From the very beginning, the story is intriguing in that the narration begins with an impersonal sentence: “After lunch we went out...on deck...”. The lieutenant meets a beautiful stranger on the ship, whose name, like his name, remains unknown to the reader. It's as if they both get sunstroke; Passionate, ardent feelings flare up between them. The traveler and his companion leave the ship for the city, and the next day she leaves by ship to join her family. The young officer is left completely alone and after a while he realizes that he can no longer live without that woman. The story ends with him, sitting under a canopy on the deck, feeling ten years older.

The main characters and their characteristics

  • She. From the story you can learn that this woman had a family - a husband and a three-year-old daughter, to whom she was returning by boat from Anapa (probably from vacation or treatment). The meeting with the lieutenant became a “sunstroke” for her - a fleeting adventure, a “cloudness of mind.” She does not tell him her name and asks him not to write to her in her city, because she understands that what happened between them was only a momentary weakness, and her real life lies in something completely different. She is beautiful and charming, her charm lies in her mystery.
  • The lieutenant is an ardent and impressionable man. For him, the meeting with a stranger became fatal. He managed to truly understand what happened to him only after his beloved left. He wants to find her, bring her back, because he is seriously interested in her, but it’s too late. The misfortune that can happen to a person from an overabundance of sun, for him, was a sudden feeling, true love, which made him suffer from the realization of the loss of his beloved. This loss affected him greatly.

Issues

  • One of the main problems in the story "Sunstroke" of this story is the problem of the essence of love. In the understanding of I. Bunin, love brings a person not only joy, but also suffering, making him feel unhappy. The happiness of short moments later results in the bitterness of separation and painful parting.
  • This also leads to another problem in the story - the problem of the short duration and fragility of happiness. For both the mysterious stranger and the lieutenant, this euphoria was short-lived, but in the future they both “remembered this moment for many years.” Short moments of delight are accompanied by long years of melancholy and loneliness, but I. Bunin is sure that it is thanks to them that life takes on meaning.
  • Subject

    The theme of love in the story “Sunstroke” is a feeling full of tragedy, mental anguish, but at the same time it is filled with passion and ardor. This great, all-consuming sensation becomes both happiness and sorrow. Bunin's love is like a match that quickly flares up and fades out, and at the same time it suddenly strikes, like a sunstroke, and can no longer help but leave its mark on the human soul.

    Meaning

    The point of “Sunstroke” is to show readers all the facets of love.
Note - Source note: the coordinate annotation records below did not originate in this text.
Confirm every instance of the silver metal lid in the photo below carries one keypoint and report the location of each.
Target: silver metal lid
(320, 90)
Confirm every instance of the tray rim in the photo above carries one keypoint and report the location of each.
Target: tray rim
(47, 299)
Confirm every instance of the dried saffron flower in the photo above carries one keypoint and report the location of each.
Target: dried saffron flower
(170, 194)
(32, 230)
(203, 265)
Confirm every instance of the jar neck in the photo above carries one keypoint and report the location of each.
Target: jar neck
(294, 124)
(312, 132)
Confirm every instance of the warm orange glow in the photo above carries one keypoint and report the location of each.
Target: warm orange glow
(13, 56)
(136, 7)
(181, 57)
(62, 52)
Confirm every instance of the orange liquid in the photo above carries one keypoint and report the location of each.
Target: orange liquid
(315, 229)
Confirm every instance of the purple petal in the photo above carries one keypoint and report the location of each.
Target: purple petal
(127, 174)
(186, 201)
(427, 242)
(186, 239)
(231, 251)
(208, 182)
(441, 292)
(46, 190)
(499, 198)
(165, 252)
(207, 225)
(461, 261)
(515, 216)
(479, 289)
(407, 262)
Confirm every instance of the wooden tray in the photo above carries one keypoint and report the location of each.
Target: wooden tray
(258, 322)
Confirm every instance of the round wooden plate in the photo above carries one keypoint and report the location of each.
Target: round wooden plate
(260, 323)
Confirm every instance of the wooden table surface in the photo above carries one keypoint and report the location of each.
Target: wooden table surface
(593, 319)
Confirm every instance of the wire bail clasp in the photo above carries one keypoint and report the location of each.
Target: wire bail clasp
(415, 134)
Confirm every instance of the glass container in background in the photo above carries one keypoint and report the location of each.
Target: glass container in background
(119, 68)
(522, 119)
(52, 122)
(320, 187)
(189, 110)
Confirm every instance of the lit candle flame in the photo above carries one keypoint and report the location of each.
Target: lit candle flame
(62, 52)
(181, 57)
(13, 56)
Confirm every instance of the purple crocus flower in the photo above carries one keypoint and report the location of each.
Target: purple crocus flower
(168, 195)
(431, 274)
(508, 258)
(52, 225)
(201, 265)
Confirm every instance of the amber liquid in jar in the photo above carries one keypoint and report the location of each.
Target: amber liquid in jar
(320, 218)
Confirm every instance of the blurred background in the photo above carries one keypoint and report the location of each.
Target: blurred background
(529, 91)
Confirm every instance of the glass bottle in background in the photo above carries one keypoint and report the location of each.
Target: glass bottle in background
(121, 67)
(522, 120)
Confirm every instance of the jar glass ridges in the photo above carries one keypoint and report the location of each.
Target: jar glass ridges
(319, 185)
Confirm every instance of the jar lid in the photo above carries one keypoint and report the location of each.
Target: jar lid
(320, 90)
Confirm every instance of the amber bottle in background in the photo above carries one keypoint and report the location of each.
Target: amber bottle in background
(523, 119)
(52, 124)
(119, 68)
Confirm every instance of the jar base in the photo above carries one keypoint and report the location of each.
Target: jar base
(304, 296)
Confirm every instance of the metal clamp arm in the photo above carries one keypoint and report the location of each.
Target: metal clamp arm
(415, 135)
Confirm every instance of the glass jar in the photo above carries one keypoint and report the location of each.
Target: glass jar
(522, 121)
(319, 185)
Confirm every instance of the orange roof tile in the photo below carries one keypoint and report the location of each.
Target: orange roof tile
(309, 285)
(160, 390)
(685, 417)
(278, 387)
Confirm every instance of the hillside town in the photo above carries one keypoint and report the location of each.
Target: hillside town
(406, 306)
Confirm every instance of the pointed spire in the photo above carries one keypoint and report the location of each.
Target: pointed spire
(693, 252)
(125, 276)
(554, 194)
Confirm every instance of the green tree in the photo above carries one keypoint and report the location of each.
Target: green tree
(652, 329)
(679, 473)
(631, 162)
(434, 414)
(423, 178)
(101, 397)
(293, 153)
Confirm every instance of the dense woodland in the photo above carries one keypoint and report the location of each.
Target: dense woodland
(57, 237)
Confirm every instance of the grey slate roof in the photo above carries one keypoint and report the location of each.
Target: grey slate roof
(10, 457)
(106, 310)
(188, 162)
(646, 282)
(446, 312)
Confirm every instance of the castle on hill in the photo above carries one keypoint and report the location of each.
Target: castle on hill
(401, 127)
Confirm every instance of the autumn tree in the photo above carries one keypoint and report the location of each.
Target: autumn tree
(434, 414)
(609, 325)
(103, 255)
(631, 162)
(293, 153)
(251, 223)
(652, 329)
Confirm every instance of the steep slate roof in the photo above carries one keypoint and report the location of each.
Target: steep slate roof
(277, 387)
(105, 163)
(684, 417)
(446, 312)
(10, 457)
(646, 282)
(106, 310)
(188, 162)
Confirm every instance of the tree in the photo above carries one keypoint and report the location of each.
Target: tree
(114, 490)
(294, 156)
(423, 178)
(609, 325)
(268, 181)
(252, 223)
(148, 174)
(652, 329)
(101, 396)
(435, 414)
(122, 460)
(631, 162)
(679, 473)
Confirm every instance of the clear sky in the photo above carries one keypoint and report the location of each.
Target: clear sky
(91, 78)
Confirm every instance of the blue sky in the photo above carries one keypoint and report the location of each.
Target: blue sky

It occurs suddenly, lasts a short time, and passes severely, like a disease. She is both beautiful and painful. This feeling can either elevate a person or completely destroy him, but it is precisely this feeling that can give him those bright moments of happiness that color his faceless everyday life and fill his life with meaning.

    Ivan Aleksandrovich Bunin in the story “Sunstroke” strives to convey to readers his main idea that ardent and strong emotions do not always have a future: love fever is fleeting and like a powerful shock, but this is precisely what makes it the most wonderful feeling in the world.